Most people install this box underneath passenger seat. You can install it in a discrete location because you will not need to access it often. One thing to keep in mind is that the box should be mounted horizontally to avoid skewing the gyroscope. The gyroscope helps relay directional info to the navigation unit, so you don’t want to confuse the signal by mounting the box awkardly.
In order to screw the drive in, you will need to drill holes in the board to hold the screws. Be careful to avoid drilling through to any engine components such as the fuel or brake lines. Run the speed sensor and reverse light leads to the DVD-ROM drive, and ground the box.

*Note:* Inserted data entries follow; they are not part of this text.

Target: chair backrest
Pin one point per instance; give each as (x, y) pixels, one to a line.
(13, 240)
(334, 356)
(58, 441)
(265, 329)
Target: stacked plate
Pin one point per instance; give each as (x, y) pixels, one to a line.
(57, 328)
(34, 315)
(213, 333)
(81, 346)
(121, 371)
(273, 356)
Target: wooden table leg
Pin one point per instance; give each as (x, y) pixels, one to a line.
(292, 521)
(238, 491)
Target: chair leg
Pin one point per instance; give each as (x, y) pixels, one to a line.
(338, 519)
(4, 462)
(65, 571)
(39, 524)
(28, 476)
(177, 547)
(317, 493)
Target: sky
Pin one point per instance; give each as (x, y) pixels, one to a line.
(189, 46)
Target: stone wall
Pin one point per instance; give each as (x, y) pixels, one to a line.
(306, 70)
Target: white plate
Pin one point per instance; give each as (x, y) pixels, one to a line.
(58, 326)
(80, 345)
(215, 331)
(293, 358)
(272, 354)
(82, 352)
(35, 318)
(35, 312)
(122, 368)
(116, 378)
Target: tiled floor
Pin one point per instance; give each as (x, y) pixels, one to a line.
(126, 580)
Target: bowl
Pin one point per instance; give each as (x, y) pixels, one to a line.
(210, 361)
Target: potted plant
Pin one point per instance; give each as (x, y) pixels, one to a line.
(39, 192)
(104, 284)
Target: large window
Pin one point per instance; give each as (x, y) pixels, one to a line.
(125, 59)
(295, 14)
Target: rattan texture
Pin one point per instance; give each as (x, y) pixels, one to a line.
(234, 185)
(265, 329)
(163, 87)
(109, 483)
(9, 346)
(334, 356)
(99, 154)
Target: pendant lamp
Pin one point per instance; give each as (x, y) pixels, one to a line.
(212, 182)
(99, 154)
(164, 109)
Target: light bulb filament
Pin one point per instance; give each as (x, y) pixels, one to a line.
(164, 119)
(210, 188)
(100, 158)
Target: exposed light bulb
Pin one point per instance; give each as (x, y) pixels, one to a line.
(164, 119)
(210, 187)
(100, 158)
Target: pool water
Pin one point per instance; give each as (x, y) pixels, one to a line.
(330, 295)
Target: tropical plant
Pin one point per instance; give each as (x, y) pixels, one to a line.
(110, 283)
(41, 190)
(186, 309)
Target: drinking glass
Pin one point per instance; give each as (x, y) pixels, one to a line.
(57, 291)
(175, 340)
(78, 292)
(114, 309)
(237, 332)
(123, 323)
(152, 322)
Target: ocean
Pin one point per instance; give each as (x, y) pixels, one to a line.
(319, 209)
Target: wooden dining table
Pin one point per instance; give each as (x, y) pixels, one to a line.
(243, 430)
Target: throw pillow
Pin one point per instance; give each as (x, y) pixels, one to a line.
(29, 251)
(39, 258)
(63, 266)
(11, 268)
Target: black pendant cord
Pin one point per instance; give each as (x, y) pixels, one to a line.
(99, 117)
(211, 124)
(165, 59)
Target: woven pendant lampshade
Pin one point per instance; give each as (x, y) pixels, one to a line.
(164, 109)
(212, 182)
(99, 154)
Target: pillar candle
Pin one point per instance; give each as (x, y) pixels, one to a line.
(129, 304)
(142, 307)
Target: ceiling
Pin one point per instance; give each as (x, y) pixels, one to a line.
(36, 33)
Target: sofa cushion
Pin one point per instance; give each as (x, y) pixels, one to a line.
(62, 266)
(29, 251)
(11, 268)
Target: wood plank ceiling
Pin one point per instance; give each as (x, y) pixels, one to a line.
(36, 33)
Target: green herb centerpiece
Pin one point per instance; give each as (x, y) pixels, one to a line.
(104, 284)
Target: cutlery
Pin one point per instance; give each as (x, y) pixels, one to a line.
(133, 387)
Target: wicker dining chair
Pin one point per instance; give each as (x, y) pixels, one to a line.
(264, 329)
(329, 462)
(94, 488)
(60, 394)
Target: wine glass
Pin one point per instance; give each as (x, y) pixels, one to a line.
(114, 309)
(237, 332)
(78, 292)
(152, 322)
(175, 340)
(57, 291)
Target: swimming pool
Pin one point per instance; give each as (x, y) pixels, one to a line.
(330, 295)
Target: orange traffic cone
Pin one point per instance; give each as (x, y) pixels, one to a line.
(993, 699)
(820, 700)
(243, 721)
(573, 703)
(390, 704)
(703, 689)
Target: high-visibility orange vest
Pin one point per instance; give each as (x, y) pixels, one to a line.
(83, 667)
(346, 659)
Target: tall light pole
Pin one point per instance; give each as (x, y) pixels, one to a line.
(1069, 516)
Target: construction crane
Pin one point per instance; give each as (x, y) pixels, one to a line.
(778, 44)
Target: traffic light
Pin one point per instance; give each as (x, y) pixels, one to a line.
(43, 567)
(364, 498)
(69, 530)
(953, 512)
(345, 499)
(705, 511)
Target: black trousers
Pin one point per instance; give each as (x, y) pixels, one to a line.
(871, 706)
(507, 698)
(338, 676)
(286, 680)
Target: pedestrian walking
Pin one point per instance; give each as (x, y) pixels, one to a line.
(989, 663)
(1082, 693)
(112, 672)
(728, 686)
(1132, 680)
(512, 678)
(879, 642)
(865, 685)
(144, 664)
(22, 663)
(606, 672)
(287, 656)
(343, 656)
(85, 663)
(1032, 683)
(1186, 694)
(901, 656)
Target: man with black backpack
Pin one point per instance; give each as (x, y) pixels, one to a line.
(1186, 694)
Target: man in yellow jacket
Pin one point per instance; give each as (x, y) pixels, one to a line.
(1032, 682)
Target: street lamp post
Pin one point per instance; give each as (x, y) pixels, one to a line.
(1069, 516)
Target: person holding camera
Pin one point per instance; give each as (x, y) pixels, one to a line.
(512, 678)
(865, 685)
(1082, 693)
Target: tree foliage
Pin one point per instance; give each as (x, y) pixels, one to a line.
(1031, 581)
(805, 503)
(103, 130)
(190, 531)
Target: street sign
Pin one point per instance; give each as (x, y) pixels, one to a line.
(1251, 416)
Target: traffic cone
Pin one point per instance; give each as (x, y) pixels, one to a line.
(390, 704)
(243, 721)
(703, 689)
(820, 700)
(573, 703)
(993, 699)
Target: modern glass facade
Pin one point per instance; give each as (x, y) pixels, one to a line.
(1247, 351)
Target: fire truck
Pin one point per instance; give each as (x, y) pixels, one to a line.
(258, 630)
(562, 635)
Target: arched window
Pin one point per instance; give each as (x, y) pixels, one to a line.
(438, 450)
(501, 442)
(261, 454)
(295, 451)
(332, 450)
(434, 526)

From the DVD-ROM drive, connect the GPS navigation to a constant and switched 12-V power source. For in-dash monitors, run a video wire from the navigation system to the corresponding video input on the in-dash head unit. If you are using an external monitor, connect the video wire from the navigation system to the monitor’s video input. To generate audio, use RCA cables to connect the navigation system to your in-dash receiver or an external monitor. All of these wires and cables should run from the DVD-ROM drive along with the other unit connections mentioned above.
To repeat, there are four major steps. You will need to connect to the VSS wire (vehicle speed sensor) and to the reverse light. You will also install the DVD-ROM drive, which carries the maps that guide your journey. Finally, connect the power and audio/video cables. After you test the connections and replace the panels, you are ready to enjoy the convenience of in-dash or remote mount GPS navigation in your vehicle.